The freelancers have a different legal argument, but their motivation is that AB5 is going to cost many of them their livelihoods. Organizations that use freelancers are not going to bring them all in-house. They’ll either spread the work among existing employees, bring in a fraction of their freelancers and have them do it all, find out-of-state sources of content or just do without.

This is the upshot for many independent contractors — from retirees who continue to work as consultants, to young parents who need flexible hours to raise their families, to construction workers, to nurses, physical therapists and many other healthcare workers — they’re not going to gain protections, they’re going to lose work and lose income.

Of course, AB5 was also a message to the new and burgeoning app-based business sector ( most notably Uber and Lyft) that Sacramento is the boss in this state and they’re looking at you, Silicon Valley.

Now, poking one of the state’s major industries in the eye — especially one that is eminently mobile — is a pretty bad idea. Poking several of the state’s major industries in the eye is just an awful idea.

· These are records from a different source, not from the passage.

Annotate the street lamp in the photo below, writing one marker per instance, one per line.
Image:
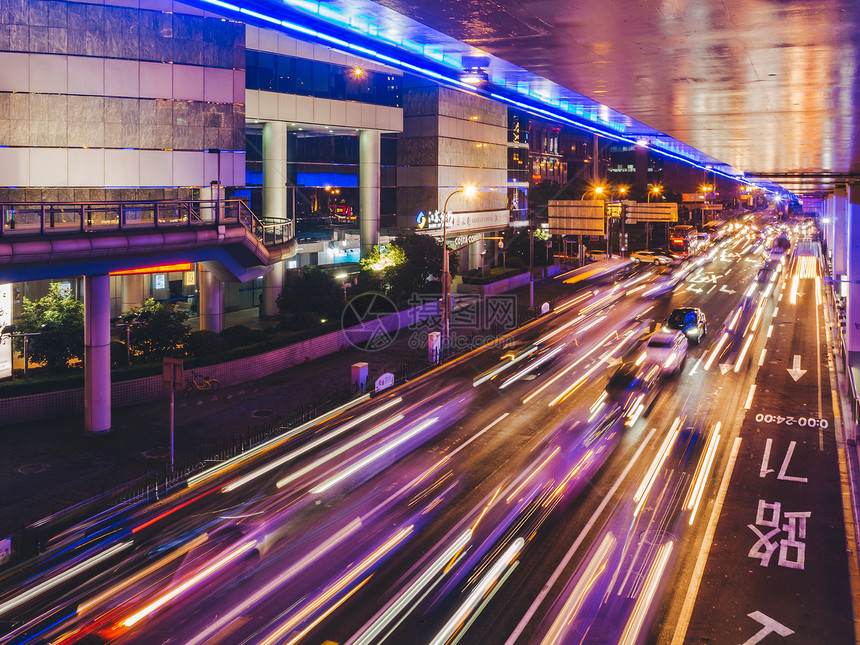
(342, 277)
(446, 298)
(597, 190)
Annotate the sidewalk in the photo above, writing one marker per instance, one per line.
(48, 466)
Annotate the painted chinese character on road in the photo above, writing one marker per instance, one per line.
(792, 548)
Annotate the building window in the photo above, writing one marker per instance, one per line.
(290, 75)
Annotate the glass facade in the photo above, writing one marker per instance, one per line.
(288, 75)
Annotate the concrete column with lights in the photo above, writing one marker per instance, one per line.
(211, 301)
(640, 165)
(852, 307)
(97, 419)
(132, 291)
(840, 231)
(369, 146)
(275, 194)
(273, 285)
(476, 253)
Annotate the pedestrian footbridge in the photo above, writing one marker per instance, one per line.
(52, 240)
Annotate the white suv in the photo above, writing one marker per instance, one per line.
(668, 349)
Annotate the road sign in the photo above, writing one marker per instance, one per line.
(651, 212)
(384, 382)
(580, 217)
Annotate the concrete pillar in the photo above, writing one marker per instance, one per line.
(476, 254)
(273, 285)
(368, 182)
(274, 170)
(132, 291)
(852, 307)
(210, 193)
(97, 354)
(211, 301)
(840, 230)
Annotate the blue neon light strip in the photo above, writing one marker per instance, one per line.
(423, 71)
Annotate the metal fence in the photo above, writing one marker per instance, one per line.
(25, 218)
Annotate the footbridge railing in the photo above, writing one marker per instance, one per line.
(90, 217)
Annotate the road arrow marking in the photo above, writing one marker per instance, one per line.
(770, 627)
(795, 370)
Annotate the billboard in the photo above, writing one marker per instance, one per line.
(665, 212)
(576, 217)
(5, 341)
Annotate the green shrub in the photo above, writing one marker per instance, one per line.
(205, 345)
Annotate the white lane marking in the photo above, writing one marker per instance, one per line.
(699, 569)
(748, 404)
(564, 562)
(771, 626)
(795, 372)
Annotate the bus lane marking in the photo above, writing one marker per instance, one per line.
(699, 569)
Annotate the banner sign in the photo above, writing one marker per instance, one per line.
(582, 217)
(5, 341)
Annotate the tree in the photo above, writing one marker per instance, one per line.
(60, 320)
(423, 264)
(162, 330)
(311, 290)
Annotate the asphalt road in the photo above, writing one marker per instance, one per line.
(502, 500)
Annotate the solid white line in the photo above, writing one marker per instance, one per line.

But guess what? AB5 is also disrupting the film and music industries. Some out-of-state companies doing business here have already said they’re going to suspend California operations, while many homegrown companies are eyeing the door. And who’s suffering? The film production workers, musicians and technicians — the workers Sacramento was sanctimoniously “protecting.”

So, drive away both the tech and entertainment sectors and guess what? California is back to selling oranges, folks.

AB5 is a job-killer, and it must be repealed. Truck drivers, journalists, translators, event planners, photographers, land surveyors, musicians, manicurists, even rabbis, are all being harmed.

This is no way to run a state.

We need more people with real-world business experience in our Legislature who understand how Sacramento is harming our economy. People with good, flexible jobs, who could set their own hours, are now losing the independence they wanted in their jobs and may even lose their jobs entirely.

As a person who spent decades in the leadership of a Fortune 300 company and has served as a council member and two-time mayor in local government, I know that things won’t get better until Sacramento gets some adults who can work with both businesses and workers, who are fiscally responsible and who are aware that their actions can have unintended and counterproductive consequences and exercise the proper caution and forethought.

Our Legislature is filled with career public employees and union activists. We need more people with private sector experience who actually understand the implications of proposed laws. We need legislators who want to grow our economy, rather than abuse the legislative process to give gifts to their favorite special interest groups at the expense of everyone else.

Diane Dixon is a Newport Beach councilmember, two-time mayor and a Republican candidate for state Assembly.